Expert from Markit, Chris Williamson comments on the UK industrial production
“Looking through the noisy official data, which showed factory output falling in January, the underlying trend in manufacturing remains positive and looks set to gather strength in coming months. Survey data point to faster factory output growth in February and financial conditions have become more favourable, helping the goods-producing sector drive faster economic growth in the first quarter. GDP looks set to rise 0.6% in the first three months of the year.
“UK factory output slipped 0.5% in January, according to data from the Office for National Statistics, dropping for the first time in three months.
“The decline was driven by an unusually severe plunge in production of ‘hi tech’ computer, electronic and optical equipment, which slumped 9.5% compared to December, as well as lower output of goods used for power production, perhaps reflecting reduced spending in the oil sector.

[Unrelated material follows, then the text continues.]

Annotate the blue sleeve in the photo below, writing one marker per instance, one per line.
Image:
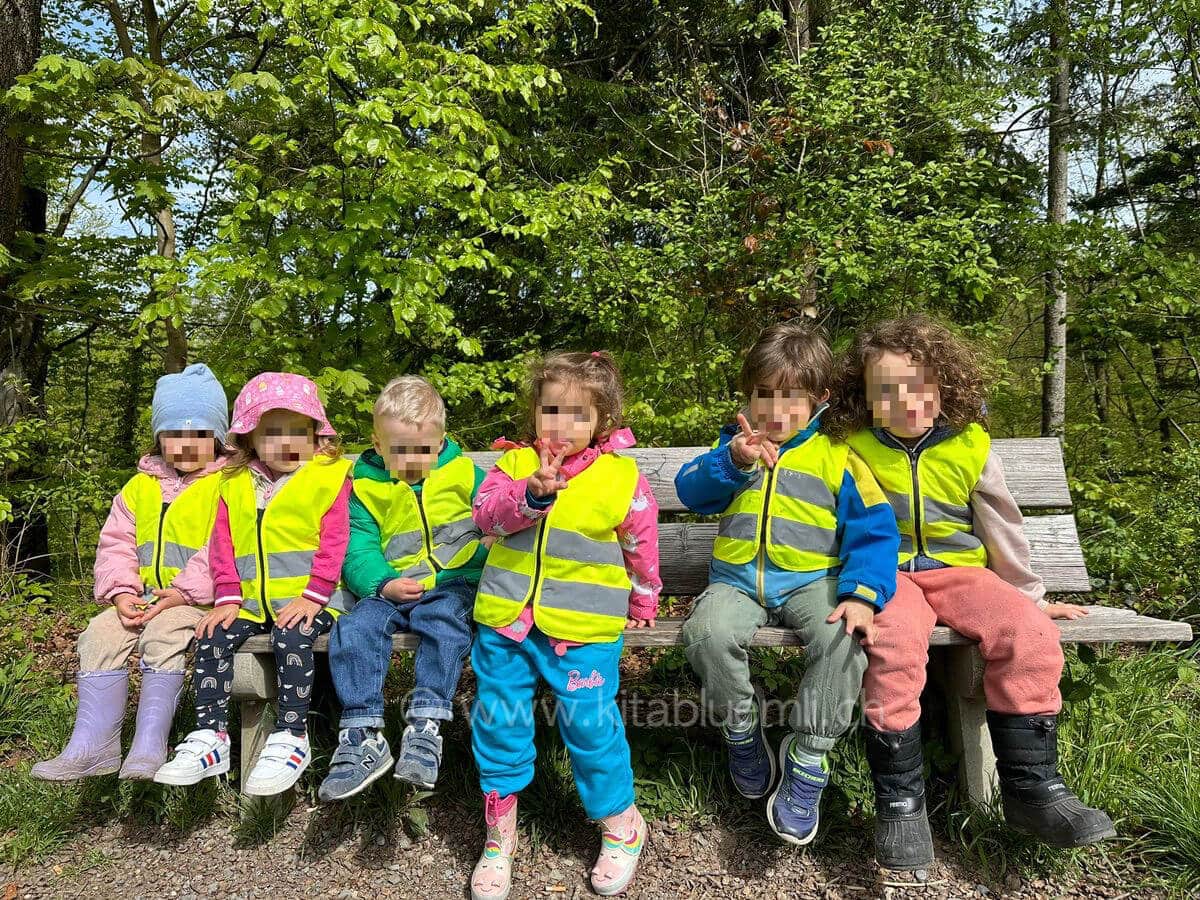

“The data are clearly volatile, and it would be dangerous to read too much into the decline. Encouragingly, the less volatile three-month trend showed manufacturing output growth picking up to 0.4% in January from 0.3% in December.
“The wider measure of industrial production, which includes energy production, fell 0.1% against expectations of a rise of 0.2%, according to Reuters polls. Industrial production was flat in the three months to January, having risen 0.2% in the three months to December.
“This weaker industrial production reading bodes ill for GDP in the first quarter, but growth looks poised to revive, based on both survey evidence and indicators of financial conditions facing households and businesses.
Growth reviving
“The PMI surveys signalled stronger growth in February and, alongside the official data that are so far available, point to GDP rising by 0.6% in the first quarter, up from 0.5% in the final three months of last year. Weaker service sector expansion in February was offset by faster growth in manufacturing and construction. Manufacturing output growth hit an eight month high in February.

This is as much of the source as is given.